Planetary science: Exoplanet composition more varied than previously thought

Exoplanets in our solar neighbourhood may have more varied geological and mineral compositions than previously thought, suggests a paper in Nature Communications. The findings indicate that some exoplanets may have unique planetary accretion and differentiation paths, which are not similar in composition to Earth and lack direct counterparts in our own solar system.

Once a main sequence star, such as the Sun, has used up its energy, it will first swell to a red giant, then shrink and transform into a white dwarf, capturing nearby orbiting exoplanets in the process. These white dwarfs can be polluted with planetary, rocky material. Previous research has indicated that these polluted white dwarfs may contain traces of continent-like granitic crust of former exoplanets, which is also abundant on Earth, but these earlier findings do not use analyses of silicon, an essential element for evaluating rock type.

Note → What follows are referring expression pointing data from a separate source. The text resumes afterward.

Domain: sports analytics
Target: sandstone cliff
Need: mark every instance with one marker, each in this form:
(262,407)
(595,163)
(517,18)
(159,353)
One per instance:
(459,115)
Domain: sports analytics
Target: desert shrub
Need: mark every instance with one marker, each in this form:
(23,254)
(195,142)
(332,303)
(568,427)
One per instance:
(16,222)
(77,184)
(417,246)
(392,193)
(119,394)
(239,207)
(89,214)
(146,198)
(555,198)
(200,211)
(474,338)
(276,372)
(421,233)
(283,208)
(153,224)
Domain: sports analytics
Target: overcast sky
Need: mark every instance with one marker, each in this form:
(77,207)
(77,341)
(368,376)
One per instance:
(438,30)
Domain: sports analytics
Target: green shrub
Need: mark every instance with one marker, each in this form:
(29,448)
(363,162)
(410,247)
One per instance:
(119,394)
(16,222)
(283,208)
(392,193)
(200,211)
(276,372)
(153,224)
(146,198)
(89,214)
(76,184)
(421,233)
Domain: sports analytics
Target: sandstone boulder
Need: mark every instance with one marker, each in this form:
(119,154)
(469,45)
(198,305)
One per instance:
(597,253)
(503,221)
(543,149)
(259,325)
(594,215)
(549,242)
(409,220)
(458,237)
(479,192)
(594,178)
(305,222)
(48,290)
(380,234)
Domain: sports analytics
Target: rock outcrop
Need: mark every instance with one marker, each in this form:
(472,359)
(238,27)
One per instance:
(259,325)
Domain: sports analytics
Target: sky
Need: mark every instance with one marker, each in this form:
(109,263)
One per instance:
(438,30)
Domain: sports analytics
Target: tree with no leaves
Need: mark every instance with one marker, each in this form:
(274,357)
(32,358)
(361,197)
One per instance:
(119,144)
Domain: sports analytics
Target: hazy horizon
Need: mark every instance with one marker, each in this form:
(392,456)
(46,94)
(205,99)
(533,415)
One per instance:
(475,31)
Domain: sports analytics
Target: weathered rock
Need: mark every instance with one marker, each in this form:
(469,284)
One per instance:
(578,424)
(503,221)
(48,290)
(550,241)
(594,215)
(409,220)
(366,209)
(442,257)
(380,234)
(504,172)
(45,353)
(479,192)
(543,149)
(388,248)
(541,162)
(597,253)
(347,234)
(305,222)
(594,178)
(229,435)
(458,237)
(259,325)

Keith Putirka and Siyi Xu analysed the atmospheres of 23 nearby white dwarfs, and determine that some contain high amounts of calcium (Ca), but all have very low silicon (Si) and high magnesium (Mg) and iron (Fe) amounts, which, the authors suggest, reflects the mantle compositions of the exoplanets that once orbited these stars. The authors also compared the polluted white dwarfs to the bulk compositions of the terrestrial planets in our Solar System, including planet Earth, and found no evidence of granitic crust, or crust-like rocks of any kind. The authors suggest that other stellar systems may contain a much wider variety of planetary compositions and rock types than previously thought.

The findings raise questions about why the composition of Earth is different compared to its planetary neighbours and whether such contrasts are typical or inevitable, the authors conclude.